Liz Fletcher, director of business engagement at IBioIC, added: “If you have ever seen a field of daffodils in full bloom and wondered why they weren’t harvested at bud stage, it is most likely that the plants are being grown for use in the life sciences sector.

“While using natural compounds for medicinal purposes can offer huge economic potential for farmers in rural communities, it is also a great example of how naturally occurring products can feed into major industries and have a positive impact on people’s lives.

“We are excited to see how the research team take forward the findings from this collaborative initiative.”

TIE PIECE Plant power Plants have provided the building blocks for some of our most common medicines - around 11% of the drugs considered 'basic' and 'essential' by the World Health Organisation originated in flowering plants, while many more are derived from plants without flowers.

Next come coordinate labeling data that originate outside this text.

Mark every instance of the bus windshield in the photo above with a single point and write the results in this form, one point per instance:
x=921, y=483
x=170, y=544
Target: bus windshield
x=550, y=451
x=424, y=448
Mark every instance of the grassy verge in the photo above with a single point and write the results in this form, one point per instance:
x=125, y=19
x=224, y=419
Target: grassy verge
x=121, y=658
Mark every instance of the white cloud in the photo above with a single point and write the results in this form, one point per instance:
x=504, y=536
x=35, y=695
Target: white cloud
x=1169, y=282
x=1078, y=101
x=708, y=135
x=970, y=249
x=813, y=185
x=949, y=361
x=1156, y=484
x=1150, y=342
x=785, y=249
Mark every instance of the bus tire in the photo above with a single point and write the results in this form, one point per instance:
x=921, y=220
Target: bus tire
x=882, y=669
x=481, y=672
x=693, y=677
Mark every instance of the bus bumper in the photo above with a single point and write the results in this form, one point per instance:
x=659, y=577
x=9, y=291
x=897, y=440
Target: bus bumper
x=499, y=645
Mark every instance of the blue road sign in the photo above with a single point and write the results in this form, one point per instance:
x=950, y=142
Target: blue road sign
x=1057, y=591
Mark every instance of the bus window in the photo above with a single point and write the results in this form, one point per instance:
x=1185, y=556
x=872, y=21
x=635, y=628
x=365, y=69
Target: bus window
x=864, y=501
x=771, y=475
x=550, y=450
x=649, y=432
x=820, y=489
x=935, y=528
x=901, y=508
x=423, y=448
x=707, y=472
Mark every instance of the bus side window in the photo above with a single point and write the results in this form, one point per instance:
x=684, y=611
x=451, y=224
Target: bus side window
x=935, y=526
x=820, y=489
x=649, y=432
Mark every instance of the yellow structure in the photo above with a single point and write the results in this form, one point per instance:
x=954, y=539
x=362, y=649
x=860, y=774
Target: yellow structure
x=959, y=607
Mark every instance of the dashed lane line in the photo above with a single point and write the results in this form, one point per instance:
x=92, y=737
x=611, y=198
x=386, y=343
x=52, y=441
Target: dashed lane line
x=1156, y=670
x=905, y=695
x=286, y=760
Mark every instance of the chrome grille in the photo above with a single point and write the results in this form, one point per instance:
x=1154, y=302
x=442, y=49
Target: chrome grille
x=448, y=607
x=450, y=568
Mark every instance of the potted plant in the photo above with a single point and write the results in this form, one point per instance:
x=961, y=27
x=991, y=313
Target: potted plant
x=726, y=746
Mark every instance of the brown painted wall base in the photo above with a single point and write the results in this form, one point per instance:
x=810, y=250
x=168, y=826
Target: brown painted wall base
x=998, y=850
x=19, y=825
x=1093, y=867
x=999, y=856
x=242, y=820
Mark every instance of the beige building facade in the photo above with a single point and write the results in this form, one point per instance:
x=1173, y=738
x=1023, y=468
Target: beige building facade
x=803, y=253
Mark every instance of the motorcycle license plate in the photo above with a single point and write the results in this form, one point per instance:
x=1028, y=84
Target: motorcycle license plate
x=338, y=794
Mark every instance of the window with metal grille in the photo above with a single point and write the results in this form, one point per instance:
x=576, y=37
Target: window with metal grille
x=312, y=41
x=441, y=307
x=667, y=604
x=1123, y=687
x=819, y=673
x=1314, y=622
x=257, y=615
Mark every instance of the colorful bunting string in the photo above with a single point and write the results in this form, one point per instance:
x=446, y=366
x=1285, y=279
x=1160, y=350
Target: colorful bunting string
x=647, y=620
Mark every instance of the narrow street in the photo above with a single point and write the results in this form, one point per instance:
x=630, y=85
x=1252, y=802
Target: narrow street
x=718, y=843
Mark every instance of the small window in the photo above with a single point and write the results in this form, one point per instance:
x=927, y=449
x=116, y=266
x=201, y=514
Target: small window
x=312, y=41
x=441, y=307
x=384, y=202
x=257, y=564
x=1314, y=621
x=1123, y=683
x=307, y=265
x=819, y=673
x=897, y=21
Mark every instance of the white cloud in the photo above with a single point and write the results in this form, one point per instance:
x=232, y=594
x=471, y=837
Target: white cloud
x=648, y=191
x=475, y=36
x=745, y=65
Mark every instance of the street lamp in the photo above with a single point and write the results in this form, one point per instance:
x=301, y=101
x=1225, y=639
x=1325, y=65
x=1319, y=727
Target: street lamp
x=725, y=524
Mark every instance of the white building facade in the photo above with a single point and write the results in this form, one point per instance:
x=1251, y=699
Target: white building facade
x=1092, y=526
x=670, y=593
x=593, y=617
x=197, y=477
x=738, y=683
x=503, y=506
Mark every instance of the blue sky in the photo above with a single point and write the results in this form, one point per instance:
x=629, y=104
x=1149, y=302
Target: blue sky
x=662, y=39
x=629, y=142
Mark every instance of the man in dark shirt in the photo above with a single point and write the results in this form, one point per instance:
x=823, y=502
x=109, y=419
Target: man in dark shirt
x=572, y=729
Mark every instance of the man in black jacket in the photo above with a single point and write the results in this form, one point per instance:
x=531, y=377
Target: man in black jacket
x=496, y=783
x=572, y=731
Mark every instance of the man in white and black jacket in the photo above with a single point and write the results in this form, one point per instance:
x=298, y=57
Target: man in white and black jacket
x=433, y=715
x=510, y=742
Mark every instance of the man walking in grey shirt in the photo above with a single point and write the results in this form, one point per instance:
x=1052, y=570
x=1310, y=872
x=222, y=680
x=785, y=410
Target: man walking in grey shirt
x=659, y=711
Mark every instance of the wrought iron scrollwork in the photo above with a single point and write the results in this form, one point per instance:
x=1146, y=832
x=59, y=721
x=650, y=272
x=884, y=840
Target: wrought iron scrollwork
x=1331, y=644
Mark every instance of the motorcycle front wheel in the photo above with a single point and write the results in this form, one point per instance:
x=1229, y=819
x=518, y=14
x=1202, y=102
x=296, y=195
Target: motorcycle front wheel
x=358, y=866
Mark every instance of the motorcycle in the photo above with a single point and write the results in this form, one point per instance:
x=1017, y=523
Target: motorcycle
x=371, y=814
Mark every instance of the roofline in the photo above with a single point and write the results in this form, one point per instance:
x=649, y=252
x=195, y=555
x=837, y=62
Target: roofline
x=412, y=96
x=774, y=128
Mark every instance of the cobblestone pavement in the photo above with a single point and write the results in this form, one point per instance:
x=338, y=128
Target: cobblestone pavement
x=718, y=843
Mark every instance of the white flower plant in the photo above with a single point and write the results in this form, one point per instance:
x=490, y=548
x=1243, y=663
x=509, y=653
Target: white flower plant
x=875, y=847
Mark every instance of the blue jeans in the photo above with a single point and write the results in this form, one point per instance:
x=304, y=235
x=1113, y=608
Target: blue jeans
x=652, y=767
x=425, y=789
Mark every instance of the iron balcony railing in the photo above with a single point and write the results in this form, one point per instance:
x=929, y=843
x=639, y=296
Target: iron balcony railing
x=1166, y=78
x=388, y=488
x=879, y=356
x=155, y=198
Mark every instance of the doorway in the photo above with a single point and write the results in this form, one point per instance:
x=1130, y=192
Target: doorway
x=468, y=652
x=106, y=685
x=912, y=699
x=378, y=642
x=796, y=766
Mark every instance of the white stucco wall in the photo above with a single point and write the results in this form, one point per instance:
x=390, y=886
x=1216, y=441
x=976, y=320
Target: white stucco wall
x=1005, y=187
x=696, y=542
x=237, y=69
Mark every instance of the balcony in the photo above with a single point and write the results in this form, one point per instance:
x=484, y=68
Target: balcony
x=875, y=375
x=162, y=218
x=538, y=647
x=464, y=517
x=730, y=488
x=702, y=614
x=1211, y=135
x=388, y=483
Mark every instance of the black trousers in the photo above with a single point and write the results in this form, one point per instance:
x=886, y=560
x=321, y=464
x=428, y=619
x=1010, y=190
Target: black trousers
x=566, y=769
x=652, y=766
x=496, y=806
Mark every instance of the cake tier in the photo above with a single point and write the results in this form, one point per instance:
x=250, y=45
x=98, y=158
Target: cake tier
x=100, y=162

One of the most commonly used, Aspirin, is modelled after a naturally occurring salicylic acid, found in a number of plants, including white willow, wintergreens and birch.

Quinine, a key treatment for malaria, originates from alkaloid taken from the Cinchona calisaya tree from South America.

Pain killing opiates such as Oxycontin, morphine and codeine, were developed around alkaloids discovered in the Opium poppy and synthetic versions created.

While the antibiotic Myriocin is derived from certain types of fungus.

Digoxin, prescribed to help with heart failure and cardiac arrhythmias, was developed from the foxglove plant in the 1930s. Foxglove was being used to treat conditions such as dropsy and other cardiac conditions as far back as 1785.

The bark of the Pacific Yew provides the vital compound for chemotherapy drug, Taxol, which is used to treat several cancers. The process of harvesting it, however, kills the tree and led to concerns over the environmental impact. Researchers went on to use the needles of the European yew for the compound.